High Risk Of Heart Failure For African-American Breast Cancer Survivors
Study is first to report frequency of heart failure among breast cancer patients
African-American women who survive breast cancer are more likely to develop heart failure than other women who have beaten the disease, according to research being presented at the American College of Cardiology’s 62nd Annual Scientific Session.
All told, these women have a 1.4-fold greater risk for heart failure compared to their white counterparts, though the likelihood of dying after developing heart failure is roughly the same. This trend remained even after taking other potential contributing factors into account, including age, high blood pressure, diabetes and use of chemotherapy agents or cardioprotective medications.
Researchers at Cleveland Clinic and Case Western Reserve University at MetroHealth in Cleveland said these findings could have important implications for the nearly 27,000 new cases of breast cancer each year among African-American women who may be at risk for subsequent heart failure.
“In general, African-American women are more susceptible to heart problems as they are disproportionately affected by high blood pressure, obesity, diabetes, high oxidative stress and even vitamin D deficiency,” said Anna Valina-Toth, MD, PhD, a second-year internal medicine resident at Case Western Reserve University at MetroHealth and the study’s lead investigator. “Our findings suggest that these women may require closer monitoring to detect the risk of heart failure earlier.” This is the first study to establish how often heart failure occurs in a large, representative U.S. sample of breast cancer survivors, according to researchers. Heart failure is a chronic condition in which the heart can no longer pump enough blood to the body.
About half of people who have heart failure die within five years of diagnosis, according to the Centers for Disease Control and Prevention. One reason for the heightened risk of heart failure among breast cancer patients is the use of anthracycline and trastuzumab, two of the most effective chemotherapy treatments available. These agents can damage the heart depending on the amount a patient receives over the course of treatment. Dr. Valina-Toth said certain medications called cardioprotective drugs might help prevent this damage and merit investigation. “Given the risk of chemotherapy-induced cardiotoxicity with both antracycline and trastuzumab, pretreatment with cardioprotective agents such as ACE inhibitors or angiotensin II receptor blockers and beta blockers, in addition to monitoring cardiac function, need to be considered prior to initiation of chemotherapy,” Dr. Valina-Toth said.

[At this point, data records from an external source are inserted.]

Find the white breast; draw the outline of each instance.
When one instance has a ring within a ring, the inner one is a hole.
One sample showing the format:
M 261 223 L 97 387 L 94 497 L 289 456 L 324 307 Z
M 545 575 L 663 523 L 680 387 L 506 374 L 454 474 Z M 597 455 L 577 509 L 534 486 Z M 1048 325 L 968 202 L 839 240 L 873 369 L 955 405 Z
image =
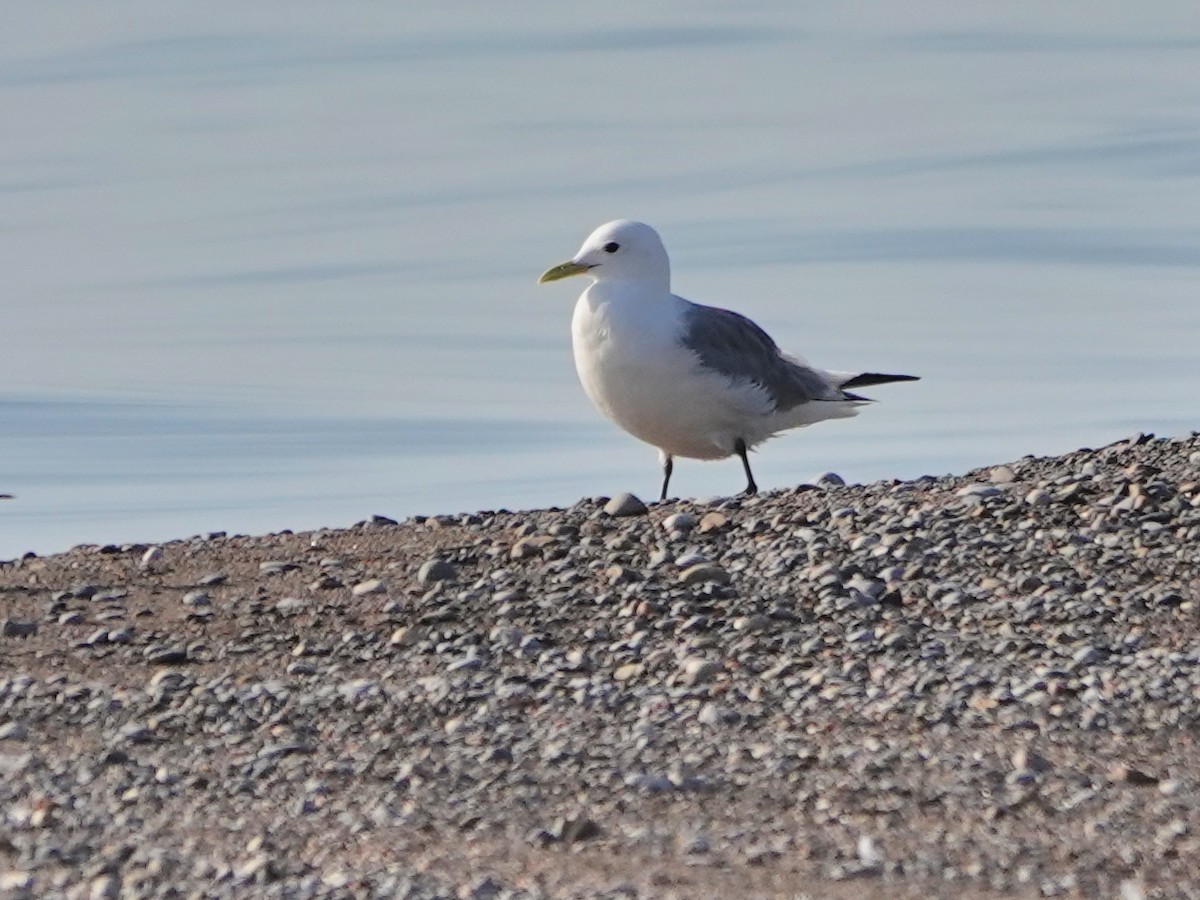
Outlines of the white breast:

Researchers identified 26,347 women with breast cancer between 1973 and 2007 using the U.S. Surveillance Epidemiology and End Results (SEER) cancer registries that are matched to Medicare data with recorded heart failure diagnoses. Of these, 16 percent were later diagnosed with heart failure, with African-Americans having the highest heart failure occurrence of 21 percent compared to 16 percent of whites, 13 percent of Hispanics, 12 percent of Asians, and 11 percent of others including Native Americans. Most of the women, 82 percent, were age 65 or older. Authors say this is an important line of inquiry given that one out of eight American women will be diagnosed with breast cancer in her lifetime. Future lines of inquiry should evaluate whether non-invasive cardiac imaging and pretreatment with cardioprotective drugs prior to initiation of antracyclines and trastuzumab-based chemotherapy would significantly reduce the risk of heart failure in breast cancer patients, especially in African-Americans who are predisposed to developing heart failure.